If any of us caught a cold, Mom busted out the bucket o' Vicks and sent us to bed, lulled to sleep by the sound of the vaporizer turning the room into a sauna. And no amount of showering or scrubbing could completely eradicate the Vicks smell in the morning.
The preferred method of ridding oneself of a cold involves a cup of hot tea. Pour out half the tea, add honey, lemon, rock candy (if you can find it) and a shot or two of the strongest whisky you have in the house. Drink that as hot as you can, then go to bed in sweat pants and a sweat shirt. Have somebody else tuck you in to where you pretty much couldn't get out if you wanted to.
The plan is to sweat the cold out by morning. Or at least be well lubricated to the point where you don't even know you have a cold until morning. Either way works.
For burns, like from the oven, you just broke off a piece of the aloe plant in the bathroom and rubbed the juice on the burn. If there wasn't a plant, you got out the butter (which sort of "cooked" that area of your skin).
Not all these remedies were as effective as you'd like. Have you ever sat in a tub full of oatmeal water to get rid of the measles? Possibly effective, totally gross. Covering yourself in calamine lotion was no picnic either.
I have sat in a tub full of cool tea trying to ease the pain of a sunburn. Later, the treatment of choice was lathering up the affected areas with Preparation H, which ironically enough was touted as a sunburn oil in the 1930s.
I always wondered what happened to Preparation A through G, and more importantly the people they were tested on.
Mom used either Mercurochrome or Merthiolate on cuts and scrapes.

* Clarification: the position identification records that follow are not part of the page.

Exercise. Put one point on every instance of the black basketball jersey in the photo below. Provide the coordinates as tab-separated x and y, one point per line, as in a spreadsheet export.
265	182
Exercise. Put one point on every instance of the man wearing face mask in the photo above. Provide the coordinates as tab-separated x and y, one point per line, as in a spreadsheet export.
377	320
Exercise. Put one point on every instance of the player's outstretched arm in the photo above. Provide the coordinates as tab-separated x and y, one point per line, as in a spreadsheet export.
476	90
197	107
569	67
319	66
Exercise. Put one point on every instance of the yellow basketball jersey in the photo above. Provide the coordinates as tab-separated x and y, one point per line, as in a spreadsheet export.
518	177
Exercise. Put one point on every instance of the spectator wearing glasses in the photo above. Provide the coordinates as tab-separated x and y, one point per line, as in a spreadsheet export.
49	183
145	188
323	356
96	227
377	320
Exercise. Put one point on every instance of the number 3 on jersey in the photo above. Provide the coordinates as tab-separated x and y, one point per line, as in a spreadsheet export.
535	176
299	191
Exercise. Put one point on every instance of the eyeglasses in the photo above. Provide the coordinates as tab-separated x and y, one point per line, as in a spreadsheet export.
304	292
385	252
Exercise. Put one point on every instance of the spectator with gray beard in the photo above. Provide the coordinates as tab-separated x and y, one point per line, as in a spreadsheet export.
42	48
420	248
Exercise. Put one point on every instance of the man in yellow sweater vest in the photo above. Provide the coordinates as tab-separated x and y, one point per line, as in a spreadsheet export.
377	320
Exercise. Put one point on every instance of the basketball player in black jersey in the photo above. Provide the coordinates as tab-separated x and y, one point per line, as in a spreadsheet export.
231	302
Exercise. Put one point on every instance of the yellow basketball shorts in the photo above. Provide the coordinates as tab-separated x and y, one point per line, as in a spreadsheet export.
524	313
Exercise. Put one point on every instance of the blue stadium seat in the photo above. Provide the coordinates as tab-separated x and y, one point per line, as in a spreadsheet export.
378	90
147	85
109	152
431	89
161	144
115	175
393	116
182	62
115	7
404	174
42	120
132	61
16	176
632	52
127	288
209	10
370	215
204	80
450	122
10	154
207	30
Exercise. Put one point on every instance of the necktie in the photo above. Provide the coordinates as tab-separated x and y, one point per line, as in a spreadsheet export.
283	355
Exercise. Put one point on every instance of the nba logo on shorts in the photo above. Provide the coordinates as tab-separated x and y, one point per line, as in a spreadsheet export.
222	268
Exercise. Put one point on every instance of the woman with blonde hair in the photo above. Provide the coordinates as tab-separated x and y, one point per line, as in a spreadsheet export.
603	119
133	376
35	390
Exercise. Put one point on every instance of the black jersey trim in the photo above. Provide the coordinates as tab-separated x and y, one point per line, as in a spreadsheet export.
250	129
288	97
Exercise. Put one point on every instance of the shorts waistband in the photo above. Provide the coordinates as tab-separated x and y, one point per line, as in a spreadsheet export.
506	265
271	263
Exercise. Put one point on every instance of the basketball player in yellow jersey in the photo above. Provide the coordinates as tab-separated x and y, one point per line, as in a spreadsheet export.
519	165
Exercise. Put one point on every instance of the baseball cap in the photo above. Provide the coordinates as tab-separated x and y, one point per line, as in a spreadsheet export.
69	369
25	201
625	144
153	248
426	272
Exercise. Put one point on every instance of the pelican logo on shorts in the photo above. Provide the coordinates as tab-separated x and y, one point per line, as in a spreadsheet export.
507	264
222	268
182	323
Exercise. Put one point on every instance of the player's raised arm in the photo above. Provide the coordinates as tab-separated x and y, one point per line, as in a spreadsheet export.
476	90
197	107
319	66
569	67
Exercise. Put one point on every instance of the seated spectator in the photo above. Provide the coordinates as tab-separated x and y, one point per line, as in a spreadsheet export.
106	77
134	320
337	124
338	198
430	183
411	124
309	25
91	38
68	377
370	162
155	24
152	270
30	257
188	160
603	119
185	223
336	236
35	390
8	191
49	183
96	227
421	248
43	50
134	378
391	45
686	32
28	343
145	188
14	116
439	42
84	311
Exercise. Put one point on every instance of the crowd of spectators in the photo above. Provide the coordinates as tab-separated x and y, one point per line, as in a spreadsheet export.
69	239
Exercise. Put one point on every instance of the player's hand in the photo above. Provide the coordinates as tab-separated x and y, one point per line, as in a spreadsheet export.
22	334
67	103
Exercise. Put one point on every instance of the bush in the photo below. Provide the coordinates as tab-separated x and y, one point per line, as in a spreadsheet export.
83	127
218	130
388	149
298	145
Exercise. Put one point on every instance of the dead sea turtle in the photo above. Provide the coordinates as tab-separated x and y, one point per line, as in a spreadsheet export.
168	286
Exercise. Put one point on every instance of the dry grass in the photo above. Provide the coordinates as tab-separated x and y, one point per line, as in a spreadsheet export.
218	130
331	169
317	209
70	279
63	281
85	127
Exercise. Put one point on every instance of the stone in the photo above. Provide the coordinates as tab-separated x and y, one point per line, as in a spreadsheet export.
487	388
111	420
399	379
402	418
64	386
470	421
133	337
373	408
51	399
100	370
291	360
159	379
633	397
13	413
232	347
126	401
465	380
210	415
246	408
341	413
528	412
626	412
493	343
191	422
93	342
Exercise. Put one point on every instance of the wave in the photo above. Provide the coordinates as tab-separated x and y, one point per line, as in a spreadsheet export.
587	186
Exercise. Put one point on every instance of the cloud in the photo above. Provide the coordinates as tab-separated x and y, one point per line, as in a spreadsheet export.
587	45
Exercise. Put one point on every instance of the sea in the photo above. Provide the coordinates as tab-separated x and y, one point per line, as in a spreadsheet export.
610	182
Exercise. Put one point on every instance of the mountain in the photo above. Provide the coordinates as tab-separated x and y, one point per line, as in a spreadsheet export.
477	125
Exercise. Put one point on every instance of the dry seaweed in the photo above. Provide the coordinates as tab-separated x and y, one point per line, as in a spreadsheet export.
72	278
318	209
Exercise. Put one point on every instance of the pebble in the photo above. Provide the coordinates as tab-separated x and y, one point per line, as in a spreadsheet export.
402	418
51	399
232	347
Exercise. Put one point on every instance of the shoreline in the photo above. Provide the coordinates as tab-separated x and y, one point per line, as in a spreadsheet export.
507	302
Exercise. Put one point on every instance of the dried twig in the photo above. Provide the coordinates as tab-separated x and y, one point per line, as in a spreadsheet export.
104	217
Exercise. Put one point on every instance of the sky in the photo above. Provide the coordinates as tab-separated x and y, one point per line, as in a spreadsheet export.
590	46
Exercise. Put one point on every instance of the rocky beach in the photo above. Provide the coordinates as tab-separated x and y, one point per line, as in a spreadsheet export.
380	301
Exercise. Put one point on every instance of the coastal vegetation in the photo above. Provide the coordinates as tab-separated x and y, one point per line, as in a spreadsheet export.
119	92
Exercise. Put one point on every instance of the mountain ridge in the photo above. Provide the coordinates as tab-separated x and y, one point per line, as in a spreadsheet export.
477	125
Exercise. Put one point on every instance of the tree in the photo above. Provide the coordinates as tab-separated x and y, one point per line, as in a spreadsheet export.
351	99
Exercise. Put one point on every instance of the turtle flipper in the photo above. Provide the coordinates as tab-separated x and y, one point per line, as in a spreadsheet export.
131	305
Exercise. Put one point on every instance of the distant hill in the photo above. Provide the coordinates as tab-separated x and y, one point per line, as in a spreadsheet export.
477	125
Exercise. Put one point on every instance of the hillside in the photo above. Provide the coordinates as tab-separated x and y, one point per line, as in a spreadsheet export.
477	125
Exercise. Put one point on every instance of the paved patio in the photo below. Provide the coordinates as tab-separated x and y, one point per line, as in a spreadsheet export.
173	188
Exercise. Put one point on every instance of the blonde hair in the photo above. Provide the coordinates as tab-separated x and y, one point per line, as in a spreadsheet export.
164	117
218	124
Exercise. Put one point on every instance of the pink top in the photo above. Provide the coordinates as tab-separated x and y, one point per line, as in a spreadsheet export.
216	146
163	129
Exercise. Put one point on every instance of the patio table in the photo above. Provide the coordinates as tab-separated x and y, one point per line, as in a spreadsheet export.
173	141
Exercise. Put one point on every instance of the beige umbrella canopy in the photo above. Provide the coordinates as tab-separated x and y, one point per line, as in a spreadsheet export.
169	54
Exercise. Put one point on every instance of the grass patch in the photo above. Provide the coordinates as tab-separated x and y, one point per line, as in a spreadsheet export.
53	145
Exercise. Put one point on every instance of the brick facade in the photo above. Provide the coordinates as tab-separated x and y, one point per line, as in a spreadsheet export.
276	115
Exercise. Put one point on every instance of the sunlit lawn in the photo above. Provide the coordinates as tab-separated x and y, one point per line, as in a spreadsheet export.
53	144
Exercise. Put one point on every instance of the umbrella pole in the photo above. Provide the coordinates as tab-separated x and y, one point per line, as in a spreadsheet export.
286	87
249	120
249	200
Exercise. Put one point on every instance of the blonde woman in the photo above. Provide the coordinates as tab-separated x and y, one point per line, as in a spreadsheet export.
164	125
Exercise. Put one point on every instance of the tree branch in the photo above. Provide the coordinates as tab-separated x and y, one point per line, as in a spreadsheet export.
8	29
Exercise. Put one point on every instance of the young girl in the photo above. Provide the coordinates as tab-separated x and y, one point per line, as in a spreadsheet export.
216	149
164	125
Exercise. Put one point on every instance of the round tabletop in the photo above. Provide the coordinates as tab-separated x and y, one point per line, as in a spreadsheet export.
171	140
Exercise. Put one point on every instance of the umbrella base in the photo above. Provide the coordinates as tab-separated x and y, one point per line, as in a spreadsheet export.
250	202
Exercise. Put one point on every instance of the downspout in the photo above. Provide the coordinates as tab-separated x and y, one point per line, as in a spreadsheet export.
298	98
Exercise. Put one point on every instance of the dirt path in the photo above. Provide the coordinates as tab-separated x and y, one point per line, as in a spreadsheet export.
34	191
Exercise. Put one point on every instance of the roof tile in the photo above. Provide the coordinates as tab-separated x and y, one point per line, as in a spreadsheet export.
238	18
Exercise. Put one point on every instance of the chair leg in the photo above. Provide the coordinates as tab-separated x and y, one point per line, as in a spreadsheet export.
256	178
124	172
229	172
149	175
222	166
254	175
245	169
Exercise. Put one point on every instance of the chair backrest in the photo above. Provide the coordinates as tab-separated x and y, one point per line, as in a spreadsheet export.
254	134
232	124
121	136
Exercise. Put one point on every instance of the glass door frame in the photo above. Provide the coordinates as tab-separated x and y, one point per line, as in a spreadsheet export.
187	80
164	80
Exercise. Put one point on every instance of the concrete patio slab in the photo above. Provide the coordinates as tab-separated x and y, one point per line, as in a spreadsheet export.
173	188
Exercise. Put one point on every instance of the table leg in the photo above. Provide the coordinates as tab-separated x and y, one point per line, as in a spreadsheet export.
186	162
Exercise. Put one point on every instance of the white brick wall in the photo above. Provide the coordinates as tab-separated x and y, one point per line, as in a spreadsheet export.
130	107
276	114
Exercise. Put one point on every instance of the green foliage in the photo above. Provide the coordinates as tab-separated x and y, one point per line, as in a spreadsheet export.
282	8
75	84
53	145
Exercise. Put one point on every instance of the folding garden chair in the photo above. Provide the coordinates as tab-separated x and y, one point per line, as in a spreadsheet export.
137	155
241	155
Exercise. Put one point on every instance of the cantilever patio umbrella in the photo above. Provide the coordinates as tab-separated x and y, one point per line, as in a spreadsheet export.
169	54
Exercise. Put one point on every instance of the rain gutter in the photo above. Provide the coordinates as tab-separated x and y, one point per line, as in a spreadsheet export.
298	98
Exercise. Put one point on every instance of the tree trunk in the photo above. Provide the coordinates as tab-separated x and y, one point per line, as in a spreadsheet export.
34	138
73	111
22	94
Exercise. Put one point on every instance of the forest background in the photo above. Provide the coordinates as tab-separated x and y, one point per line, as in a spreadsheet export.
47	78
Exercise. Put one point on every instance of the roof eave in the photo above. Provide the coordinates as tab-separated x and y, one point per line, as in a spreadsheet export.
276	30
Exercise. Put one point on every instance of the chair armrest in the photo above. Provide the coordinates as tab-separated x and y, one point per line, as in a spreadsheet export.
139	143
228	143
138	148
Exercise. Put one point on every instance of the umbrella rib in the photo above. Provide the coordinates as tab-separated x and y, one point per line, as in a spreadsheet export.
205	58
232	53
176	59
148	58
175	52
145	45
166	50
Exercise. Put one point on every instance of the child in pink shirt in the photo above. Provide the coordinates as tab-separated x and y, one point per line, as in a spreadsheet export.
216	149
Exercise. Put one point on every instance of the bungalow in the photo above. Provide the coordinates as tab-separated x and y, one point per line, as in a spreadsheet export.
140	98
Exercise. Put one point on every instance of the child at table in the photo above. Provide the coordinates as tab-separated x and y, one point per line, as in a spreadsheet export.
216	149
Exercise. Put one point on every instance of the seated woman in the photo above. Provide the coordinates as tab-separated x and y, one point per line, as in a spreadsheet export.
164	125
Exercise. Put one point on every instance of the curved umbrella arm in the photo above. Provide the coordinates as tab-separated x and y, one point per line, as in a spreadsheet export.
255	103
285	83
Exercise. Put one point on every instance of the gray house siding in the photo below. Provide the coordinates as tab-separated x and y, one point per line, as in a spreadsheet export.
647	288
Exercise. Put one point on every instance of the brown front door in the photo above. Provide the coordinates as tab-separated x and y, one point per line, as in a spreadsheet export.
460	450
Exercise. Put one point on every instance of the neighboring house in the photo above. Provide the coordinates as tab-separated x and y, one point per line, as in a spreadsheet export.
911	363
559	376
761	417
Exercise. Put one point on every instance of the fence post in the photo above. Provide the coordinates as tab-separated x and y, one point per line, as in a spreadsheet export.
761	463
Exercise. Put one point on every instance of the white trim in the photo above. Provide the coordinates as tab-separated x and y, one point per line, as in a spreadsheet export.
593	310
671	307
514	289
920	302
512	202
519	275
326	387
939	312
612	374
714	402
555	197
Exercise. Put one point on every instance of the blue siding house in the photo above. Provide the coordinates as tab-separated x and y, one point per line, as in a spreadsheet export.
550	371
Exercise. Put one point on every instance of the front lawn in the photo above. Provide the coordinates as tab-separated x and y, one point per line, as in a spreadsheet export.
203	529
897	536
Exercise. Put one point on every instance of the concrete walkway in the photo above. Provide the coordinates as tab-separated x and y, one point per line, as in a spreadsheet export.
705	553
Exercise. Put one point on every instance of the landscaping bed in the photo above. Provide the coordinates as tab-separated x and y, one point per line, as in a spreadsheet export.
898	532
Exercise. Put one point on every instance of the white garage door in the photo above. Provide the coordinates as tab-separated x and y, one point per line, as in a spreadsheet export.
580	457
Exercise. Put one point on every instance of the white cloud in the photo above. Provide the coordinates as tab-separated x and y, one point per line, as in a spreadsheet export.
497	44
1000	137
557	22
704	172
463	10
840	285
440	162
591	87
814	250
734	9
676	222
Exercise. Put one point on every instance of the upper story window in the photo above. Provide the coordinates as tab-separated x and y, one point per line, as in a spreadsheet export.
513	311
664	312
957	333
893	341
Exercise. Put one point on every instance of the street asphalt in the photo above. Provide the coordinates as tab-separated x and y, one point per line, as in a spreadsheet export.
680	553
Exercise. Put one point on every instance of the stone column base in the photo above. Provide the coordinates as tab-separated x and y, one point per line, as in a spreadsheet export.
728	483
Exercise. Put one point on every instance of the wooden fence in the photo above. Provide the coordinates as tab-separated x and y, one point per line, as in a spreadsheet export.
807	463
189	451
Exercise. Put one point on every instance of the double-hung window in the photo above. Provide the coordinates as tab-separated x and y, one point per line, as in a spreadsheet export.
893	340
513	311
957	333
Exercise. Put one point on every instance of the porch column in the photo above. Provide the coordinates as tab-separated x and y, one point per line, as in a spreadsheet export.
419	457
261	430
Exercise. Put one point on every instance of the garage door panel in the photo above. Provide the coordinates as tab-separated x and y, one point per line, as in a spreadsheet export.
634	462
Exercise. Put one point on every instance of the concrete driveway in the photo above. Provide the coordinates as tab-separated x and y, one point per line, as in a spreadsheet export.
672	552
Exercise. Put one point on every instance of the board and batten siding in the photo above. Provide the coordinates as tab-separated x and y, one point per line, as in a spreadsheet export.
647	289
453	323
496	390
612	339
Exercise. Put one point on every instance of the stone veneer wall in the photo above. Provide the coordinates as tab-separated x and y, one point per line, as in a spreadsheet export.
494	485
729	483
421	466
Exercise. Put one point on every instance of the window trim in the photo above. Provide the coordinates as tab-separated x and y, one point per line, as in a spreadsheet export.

Those red-tinged liquids were supposed to be germ-killers. I thought they were to cauterize the area-- because they burned like hell -- and to mark the spot of injury like a red badge of courage you could show off to friends later.
They were taken off the market because "they sting … and interfere with healing." Imagine that.
I got a gash in my leg once that had I gone to the emergency room would have netted me about 16 stitches. As it was, my Mom worked her magic with Band-aids to "butterfly" it back together, thus saving me from an ugly scar and my parents from a nasty ER bill.
Broken fingers and toes were mended with lots of tape and a Popsicle stick. That's why they come in packages of two. You get to eat one first while Mom rounds up the tape. You give her the first stick and eat the other Popsicle while you're broken appendage is taped up.
The red Popsicles are especially good to have around for toddlers who face-plant a lot while they're learning to walk.
The cold of the Popsicle keeps the swelling down and slows the flow of blood. The sweet taste keeps the kid occupied. You can't cry with a Popsicle in your mouth. It's a proven fact. And the red color keeps mom and baby calm because neither one can see the blood.
Most of the injuries I received growing up always came with Dad's sage old advice, "Don't worry, it'll be better before you get married." And you know what, it always was.